Step 2: Fetch Form 26AS and obtain total TDS deducted
If your income is subject to TDS, you will need to cross-check the TDS amount reflected in the payslips with Form 26AS. You should calculate the TDS deducted by your employer (if any) and match the amount with Form 26AS. Form 26AS will also have details of the total TDS deducted under your PAN. For example, interest on fixed deposits, TDS on rent, etc.
Step 3: Claim the deductions
If you have submitted the tax-saving investment proofs, the employer would have considered them before deducting TDS. For instance, rent receipts must be submitted to your HR department in advance to claim the HRA deduction. If you fail to submit the receipts to your employer, you can always claim them while filing.
Also, collect the statements for tax-saving investments like ELSS funds, tax saver FDs, life insurance policy, Provident Fund, medical insurance, etc. While claiming a Provident Fund deduction, remember to claim only your contribution to the PF and not employers’ contribution. Accordingly, claim deductions under Section 80C, 80D, and 80G. Every deduction will have a threshold limit. If you have availed of any house loan, you will have to claim the house loan interest deduction under the house property head.
STEP 4: Compute total taxable income
Once you claim all the deductions, the next step is to compute total taxable income by deducting them from the total income earned (under Step 1) in the particular year.
STEP 5: Compute tax liability
Next, you have to calculate your tax liability for the year. Tax liability can be computed by applying the individual tax slab rates as applicable to the taxpayer.
Please note that the income tax department changes the slab rates from time to time. For the AY 2021-22, the government introduced the new tax regime with lower slab rates than the old one.
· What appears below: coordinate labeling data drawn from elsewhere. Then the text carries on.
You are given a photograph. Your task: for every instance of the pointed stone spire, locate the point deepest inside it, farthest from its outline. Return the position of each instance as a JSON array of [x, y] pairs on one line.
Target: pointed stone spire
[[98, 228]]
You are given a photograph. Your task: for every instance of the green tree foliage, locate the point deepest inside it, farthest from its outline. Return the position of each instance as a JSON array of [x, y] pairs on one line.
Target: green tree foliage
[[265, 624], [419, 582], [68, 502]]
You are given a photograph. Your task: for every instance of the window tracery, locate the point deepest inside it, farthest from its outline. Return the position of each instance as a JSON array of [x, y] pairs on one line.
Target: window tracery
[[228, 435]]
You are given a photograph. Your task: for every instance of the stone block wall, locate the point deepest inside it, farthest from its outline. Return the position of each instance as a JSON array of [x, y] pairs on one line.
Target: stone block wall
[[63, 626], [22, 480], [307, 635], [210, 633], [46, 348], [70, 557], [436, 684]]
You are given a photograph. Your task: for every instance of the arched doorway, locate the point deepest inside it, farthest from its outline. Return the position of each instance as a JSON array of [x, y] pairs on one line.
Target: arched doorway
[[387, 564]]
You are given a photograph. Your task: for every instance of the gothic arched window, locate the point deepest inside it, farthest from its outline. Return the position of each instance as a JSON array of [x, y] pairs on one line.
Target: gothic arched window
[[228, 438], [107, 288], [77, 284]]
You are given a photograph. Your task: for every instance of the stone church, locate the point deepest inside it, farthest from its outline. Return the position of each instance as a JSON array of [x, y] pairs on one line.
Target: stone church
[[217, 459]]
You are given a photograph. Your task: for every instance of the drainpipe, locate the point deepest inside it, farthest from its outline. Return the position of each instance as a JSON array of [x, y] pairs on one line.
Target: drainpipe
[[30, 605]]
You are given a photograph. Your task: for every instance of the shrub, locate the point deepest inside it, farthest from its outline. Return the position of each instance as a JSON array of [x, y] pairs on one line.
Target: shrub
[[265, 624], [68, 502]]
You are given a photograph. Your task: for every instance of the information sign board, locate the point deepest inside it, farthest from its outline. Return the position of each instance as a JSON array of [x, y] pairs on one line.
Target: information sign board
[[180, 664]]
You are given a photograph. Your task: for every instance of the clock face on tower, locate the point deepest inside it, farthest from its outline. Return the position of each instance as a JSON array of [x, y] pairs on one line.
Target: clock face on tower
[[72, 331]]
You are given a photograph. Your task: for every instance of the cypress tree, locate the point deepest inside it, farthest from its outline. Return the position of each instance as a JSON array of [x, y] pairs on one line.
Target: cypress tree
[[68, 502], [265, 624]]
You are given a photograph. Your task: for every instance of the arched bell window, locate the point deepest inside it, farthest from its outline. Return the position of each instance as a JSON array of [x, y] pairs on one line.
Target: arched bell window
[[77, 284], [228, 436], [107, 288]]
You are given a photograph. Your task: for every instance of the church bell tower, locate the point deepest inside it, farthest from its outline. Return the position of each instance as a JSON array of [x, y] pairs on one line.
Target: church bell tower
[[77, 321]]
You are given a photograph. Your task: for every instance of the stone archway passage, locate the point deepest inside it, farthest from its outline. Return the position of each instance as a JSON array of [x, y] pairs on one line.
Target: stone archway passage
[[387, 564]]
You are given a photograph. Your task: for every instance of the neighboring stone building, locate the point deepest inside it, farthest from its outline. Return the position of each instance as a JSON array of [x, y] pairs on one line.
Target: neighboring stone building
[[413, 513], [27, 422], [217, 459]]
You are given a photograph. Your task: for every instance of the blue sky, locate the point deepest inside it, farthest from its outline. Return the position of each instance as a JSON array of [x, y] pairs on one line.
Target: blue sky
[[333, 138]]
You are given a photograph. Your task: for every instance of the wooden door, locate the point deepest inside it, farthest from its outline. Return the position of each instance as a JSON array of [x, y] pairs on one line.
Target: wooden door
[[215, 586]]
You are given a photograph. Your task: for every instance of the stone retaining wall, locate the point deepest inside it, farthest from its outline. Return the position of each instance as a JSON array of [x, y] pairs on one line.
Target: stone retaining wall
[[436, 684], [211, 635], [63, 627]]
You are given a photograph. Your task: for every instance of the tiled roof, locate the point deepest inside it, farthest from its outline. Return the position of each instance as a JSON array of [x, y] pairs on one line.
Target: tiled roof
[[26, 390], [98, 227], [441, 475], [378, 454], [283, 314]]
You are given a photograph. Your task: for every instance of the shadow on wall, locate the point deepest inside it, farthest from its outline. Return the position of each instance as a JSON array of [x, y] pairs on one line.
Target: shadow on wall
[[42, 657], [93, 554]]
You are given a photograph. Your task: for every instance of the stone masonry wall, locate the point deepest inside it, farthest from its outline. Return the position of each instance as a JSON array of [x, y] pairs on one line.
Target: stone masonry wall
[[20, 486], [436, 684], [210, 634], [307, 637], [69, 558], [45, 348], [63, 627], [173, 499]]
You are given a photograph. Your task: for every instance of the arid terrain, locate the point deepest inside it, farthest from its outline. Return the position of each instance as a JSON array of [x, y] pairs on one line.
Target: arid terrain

The taxpayer can choose between the old and the new tax regime from the AY 2021-22. Under the new tax regime, the taxpayer can pay taxes on lower rates for forgoing significant exemptions and deductions.
Step 6: Pay taxes or claim the refund
Calculate the total tax payable if the tax deducted on income is less than the tax liability as computed above. The excess of the tax liability over TDS is required to be paid to the government.
If the TDS deducted is more than the actual tax liability, you can claim a refund for the excess tax paid while filing IT returns.
Step 7: You can file your income tax return once you complete all the steps mentioned above.